Umar bin Khattab

 

dfdfd

Nama, Nasab dan Kelahirannya

Nama lengkapnya adalah Umar bin al-Khattab bin Nufail bin Abdul ‘Uzza bin Riyah bin Abdullah bin Qurth bin Razah bin ‘Adi bin Ka’ab bin Luay bin Ghalib al-Qurasyi al-‘Adawi. Ibunya bernama Hantamah binti Hisyam bin al-Mughirah bin Abdullah bin Umar bin Makhzum. Nama kunyah-nya adalah Abu Hasfh, dia dijuluki al-Faruq yang berarti orang yang bisa memisahkan antara yang haq dan bathil. Dia dilahirkan 13 tahun setelah tahun gajah.

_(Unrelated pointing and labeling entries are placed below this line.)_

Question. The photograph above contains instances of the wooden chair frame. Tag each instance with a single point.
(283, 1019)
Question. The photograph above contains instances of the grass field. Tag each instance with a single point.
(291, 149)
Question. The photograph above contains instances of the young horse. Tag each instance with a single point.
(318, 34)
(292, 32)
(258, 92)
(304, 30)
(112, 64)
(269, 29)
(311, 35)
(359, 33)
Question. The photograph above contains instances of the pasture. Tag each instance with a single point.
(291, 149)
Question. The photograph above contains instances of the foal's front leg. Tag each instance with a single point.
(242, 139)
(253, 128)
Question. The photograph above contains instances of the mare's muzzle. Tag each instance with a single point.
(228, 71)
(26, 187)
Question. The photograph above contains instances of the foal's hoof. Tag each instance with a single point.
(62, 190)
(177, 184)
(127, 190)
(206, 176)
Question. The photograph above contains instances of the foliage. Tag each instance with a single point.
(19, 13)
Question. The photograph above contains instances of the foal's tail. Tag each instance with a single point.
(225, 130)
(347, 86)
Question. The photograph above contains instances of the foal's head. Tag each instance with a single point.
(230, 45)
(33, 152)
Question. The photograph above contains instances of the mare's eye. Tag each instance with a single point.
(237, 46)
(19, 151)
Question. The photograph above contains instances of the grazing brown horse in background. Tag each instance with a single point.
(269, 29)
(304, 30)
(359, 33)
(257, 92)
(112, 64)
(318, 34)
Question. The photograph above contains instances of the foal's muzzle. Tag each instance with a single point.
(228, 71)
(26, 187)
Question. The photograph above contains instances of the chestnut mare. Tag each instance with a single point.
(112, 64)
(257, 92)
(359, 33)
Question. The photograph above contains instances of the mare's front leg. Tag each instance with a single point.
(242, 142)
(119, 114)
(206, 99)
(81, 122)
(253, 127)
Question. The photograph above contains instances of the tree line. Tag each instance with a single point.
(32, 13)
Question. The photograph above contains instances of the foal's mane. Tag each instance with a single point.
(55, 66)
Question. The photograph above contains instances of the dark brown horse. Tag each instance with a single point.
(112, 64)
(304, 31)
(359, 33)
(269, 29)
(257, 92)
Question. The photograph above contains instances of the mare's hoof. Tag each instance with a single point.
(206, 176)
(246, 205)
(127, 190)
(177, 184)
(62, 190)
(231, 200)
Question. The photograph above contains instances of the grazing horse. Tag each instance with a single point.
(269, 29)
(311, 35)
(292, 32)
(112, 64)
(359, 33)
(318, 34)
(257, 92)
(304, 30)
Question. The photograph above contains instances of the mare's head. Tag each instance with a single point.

Umar memiliki garis keturunan yang terhormat di kalangan Quraisy. Oleh karena itu, wajar jika kemudian kelak Umar menjadi orang yang berpengaruh di samping karena kepribadiannya sendiri yang dikenal cerdas dan tegas.

Kisah Keislamannya

Umar terkenal sebagai orang yang berwatak keras dan bertubuh tegap. Sering kali pada awalnya, sebelum masuk Islam, kaum muslimin mendapatkan perlakukan kasar darinya. Namun demikian, sebenarnya di dalam hati Umar sering berkecamuk perasaan-perasaan yang berlawanan, antara pengagungannya terhadap ajaran nenek moyang dengan kekagumannya terhadap ketabahan kaum muslimin serta bisikan hatinya bahwa boleh jadi apa yang dibawa oleh Islam itu lebih mulia dan lebih baik.

Umar merasa bahwa Mekkah sudah menjadi sebuah kota dengan dua agama dan dua komunitas. Dia melihat dengan jelas bahwa yang menjadi penyebab keonaran ini hanya satu, yakni Muhammad, karena itu dia harus dilenyapkan. Akhirnya, Umar keluar dari rumahnya dengan membawa pedang. Begitu berangkat, ia bertemu dengan Nu’aim bin Abdullah, salah seorang dari kaumnya. Nu’aim telah masuk Islam namun ia merahasiakannya karena takut kepada Umar. Melihat ekspresi wajah Umar yang tampak murka, Nu’aim bertanya kepadanya ke mana ia hendak pergi. “Aku akan menemui Muhammad, membalas dendam terhadap orang yang telah memecah Quraisy menjadi dua golongan, dan aku akan membunuhnya,” kata Umar. Mendengar itu Nu’aim berusaha menghentikannya dan mengambil memilih suatu cara, meskipun cara itu mengkhianati rahasia para pengikut muslim yang menyembunyikan keislaman mereka seperti dirinya. “Hai Umar, mengapa engkau tidak pergi lebih dulu pada keluargamu dan membereskan mereka?” kata Nu’aim. “Ada apa dengan keluargaku?” Tanya Umar. “Saudara iparmu, Sa’id, dan Adikmu Fatimah telah menjadi pengikut Muhammad.”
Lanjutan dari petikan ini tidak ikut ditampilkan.